Monday, May 23, 2011

Chiasmus

I am oft reminded of a phrase spoken by the fool in twelfth night:
"Wit, an't be thy will, put me into good fooling!     
Those wits, that think they have thee, do very oft       
prove fools; and I, that am sure I lack thee, may        
pass for a wise man: for what says Quinapalus? 
Better a witty fool than a foolish wit"
That might be taken as a general truism that wisdom is found in unexpected places, and not necessarily in the sayings of the experts.

One can also play the academic game and try to discover the source of Feste's appeal to the authority "Quinapulus", what in rhetoric is termed an appeal to authority or "argumentum ad verecundiam" if you want to be all pompous and latin, which brings me to that erstwhile Elizabethan authority Francis Bacon,

Now I am not going to argue from any authority that Bacon wrote Shakespeare, indeed I feel that in Feste's occasional resort to cod latin and faux authorities, Shakespeare is sending up Bacon's essay's in some reconnaissance word play totally obscure to the current mind.
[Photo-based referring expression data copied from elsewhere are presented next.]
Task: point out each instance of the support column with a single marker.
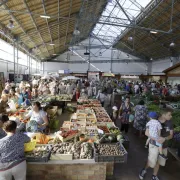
(17, 60)
(111, 60)
(149, 68)
(89, 54)
(14, 56)
(29, 65)
(174, 60)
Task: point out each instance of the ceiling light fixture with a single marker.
(11, 24)
(130, 38)
(153, 32)
(172, 44)
(76, 32)
(44, 16)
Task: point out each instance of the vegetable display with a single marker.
(39, 152)
(62, 148)
(86, 151)
(109, 150)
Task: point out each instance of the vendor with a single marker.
(3, 104)
(3, 119)
(12, 158)
(39, 118)
(12, 96)
(20, 96)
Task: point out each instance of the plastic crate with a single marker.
(45, 158)
(126, 142)
(115, 159)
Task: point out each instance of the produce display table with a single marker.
(69, 170)
(173, 152)
(86, 147)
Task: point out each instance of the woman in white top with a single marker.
(38, 119)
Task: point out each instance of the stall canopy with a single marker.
(173, 71)
(70, 78)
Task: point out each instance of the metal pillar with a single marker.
(89, 54)
(17, 60)
(14, 61)
(29, 65)
(111, 60)
(36, 66)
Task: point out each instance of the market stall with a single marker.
(173, 74)
(88, 141)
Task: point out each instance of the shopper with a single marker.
(38, 119)
(3, 119)
(154, 127)
(140, 117)
(101, 97)
(12, 159)
(136, 88)
(3, 104)
(20, 96)
(154, 161)
(12, 96)
(124, 112)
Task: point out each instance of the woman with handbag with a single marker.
(124, 113)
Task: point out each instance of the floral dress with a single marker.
(140, 117)
(125, 113)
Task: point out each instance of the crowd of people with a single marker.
(159, 129)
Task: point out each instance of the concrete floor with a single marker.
(137, 156)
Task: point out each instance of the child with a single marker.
(155, 131)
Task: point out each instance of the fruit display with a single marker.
(86, 151)
(49, 98)
(175, 118)
(40, 153)
(99, 119)
(177, 129)
(66, 134)
(109, 138)
(61, 148)
(66, 124)
(76, 150)
(104, 128)
(91, 130)
(114, 130)
(109, 150)
(91, 120)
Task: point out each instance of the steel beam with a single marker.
(123, 10)
(136, 27)
(19, 24)
(14, 54)
(44, 9)
(3, 2)
(59, 22)
(67, 27)
(34, 23)
(102, 61)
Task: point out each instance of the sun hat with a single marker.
(152, 115)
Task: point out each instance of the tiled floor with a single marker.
(136, 160)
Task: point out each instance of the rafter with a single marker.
(44, 9)
(19, 24)
(35, 25)
(44, 26)
(67, 28)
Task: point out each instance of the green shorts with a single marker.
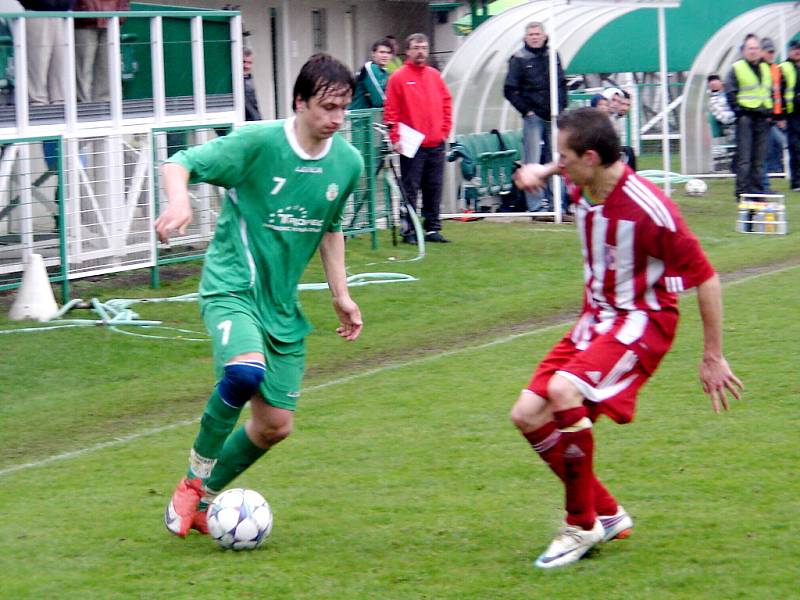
(235, 328)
Anyway I cite Bacon rather than Quinapulus, because Bacon is often taken to be one of progenitors of the modern "scientific method". Indeed the following quotation has been paraphrased by many since including John Henry Newman because of it's self evidence in the latter day perspective.
"Another error that hath some connection with this latter is, that men have used to infect their meditations, opinions, and doctrines with some conceits which they have most admired, or some sciences which they have most applied, and given all things else a tincture according to them, utterly untrue and improper. So hath Plato intermingled his philosophy with theology, and Aristotle with logic; and the second school of Plato, Proclus and the rest, with the mathematics; for these were the arts which had a kind of primogeniture with them severally. So have the alchemists made a philosophy out of a few experiments of the furnace; and Gilbertus our countryman hath made a philosophy out of the observations of a loadstone. So Cicero, when reciting the several opinions of the nature of the soul, he found a musician that held the soul was but a harmony, saith pleasantly, Hic ab arte sua non recessit, &c.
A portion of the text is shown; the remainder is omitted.